In the past, the government has procured ball copra, milling copra, sunflower, ground nut, tur, mustard, gram, moong, soybean, cotton, pulses and oilseeds at MSP under various schemes. In several commodities, Nafed (National Agricultural Cooperative Marketing Federation of India) incurred losses and, at one point, the accumulated losses touched Rs 1,083 crore. In fact, the closure of Nafed was under consideration by the government in 2014-16. These losses were finally met by the government so that Nafed could be revived.

Similarly, the Cotton Corporation of India has incurred losses for several years and they are reimbursed by the government through the Union Budget.


Also read: Farm laws debate missed a lot. Neither supporters nor Modi govt identified the real problem


Govt committee needs to step in

Managing the sale of a large number of commodities procured at a legally guaranteed MSP would, in all likelihood, be a loss-making exercise for the government.

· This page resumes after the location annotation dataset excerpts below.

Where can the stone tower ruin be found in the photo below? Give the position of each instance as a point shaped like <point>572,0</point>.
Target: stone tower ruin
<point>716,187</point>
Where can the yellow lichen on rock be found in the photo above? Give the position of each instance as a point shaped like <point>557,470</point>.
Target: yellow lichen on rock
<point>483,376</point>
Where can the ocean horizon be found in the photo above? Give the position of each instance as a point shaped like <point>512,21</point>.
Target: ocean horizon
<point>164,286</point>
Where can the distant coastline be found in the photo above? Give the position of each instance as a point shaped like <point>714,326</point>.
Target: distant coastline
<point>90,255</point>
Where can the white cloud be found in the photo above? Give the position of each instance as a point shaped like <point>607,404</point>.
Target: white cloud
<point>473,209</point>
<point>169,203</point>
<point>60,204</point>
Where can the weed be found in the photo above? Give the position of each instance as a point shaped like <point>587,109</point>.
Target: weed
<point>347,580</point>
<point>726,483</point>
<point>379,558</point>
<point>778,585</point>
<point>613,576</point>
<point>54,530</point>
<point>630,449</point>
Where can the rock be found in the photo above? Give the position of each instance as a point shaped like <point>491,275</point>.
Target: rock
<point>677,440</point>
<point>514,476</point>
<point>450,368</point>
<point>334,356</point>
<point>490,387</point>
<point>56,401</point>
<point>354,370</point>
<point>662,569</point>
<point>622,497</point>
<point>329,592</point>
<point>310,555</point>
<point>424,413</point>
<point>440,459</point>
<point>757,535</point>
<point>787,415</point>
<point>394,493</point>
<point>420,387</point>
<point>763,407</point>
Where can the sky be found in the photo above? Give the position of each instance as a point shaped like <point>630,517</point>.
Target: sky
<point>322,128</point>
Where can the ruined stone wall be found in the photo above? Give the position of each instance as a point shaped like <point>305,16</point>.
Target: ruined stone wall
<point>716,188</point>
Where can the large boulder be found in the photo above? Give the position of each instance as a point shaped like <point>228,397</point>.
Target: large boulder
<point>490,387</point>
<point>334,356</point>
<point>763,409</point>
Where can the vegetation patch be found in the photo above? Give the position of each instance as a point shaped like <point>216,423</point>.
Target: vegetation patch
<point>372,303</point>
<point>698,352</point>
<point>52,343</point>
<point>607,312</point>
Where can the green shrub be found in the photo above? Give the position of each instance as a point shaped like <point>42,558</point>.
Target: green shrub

Sugar cane is the only crop for which private buyers are also mandated by law to pay the price fixed by the government. The Sugarcane (Control) Order, 1966, issued under the Essential Commodities Act, envisages payment of this price within 14 days of cane purchase. In years of low global prices of sugar, Indian sugar cannot be exported without some form of subsidy from the government. Moreover, the sugar mills are not able to pay cane dues, and are given interest-free loans and several other incentives to pay the cane arrears.

To sum up, government procurement of all legally guaranteed commodities at MSP could be a very complex and expensive proposition.

We are refraining from giving an estimate of financial implication as the assumptions required are too difficult to make without a comprehensive database of production centres, previous trends of prices and a method to sell procured stock. In their absence, such an estimate of the cost of a guaranteed MSP through the procurement route could turn out to be only a guess.

We should therefore wait for the constitution of the committee of independent and knowledgeable experts who will come up with various alternatives to ensure that the farmers realise the MSP for their produce and wide fluctuation of prices is minimised.

Hussain, a former Union Agriculture Secretary is Visiting Senior Fellow at Indian Council for International Economic Relations (ICRIER). Mohapatra is former Union Secretary, Ministry of Fertilisers and Rural Development. Views are personal.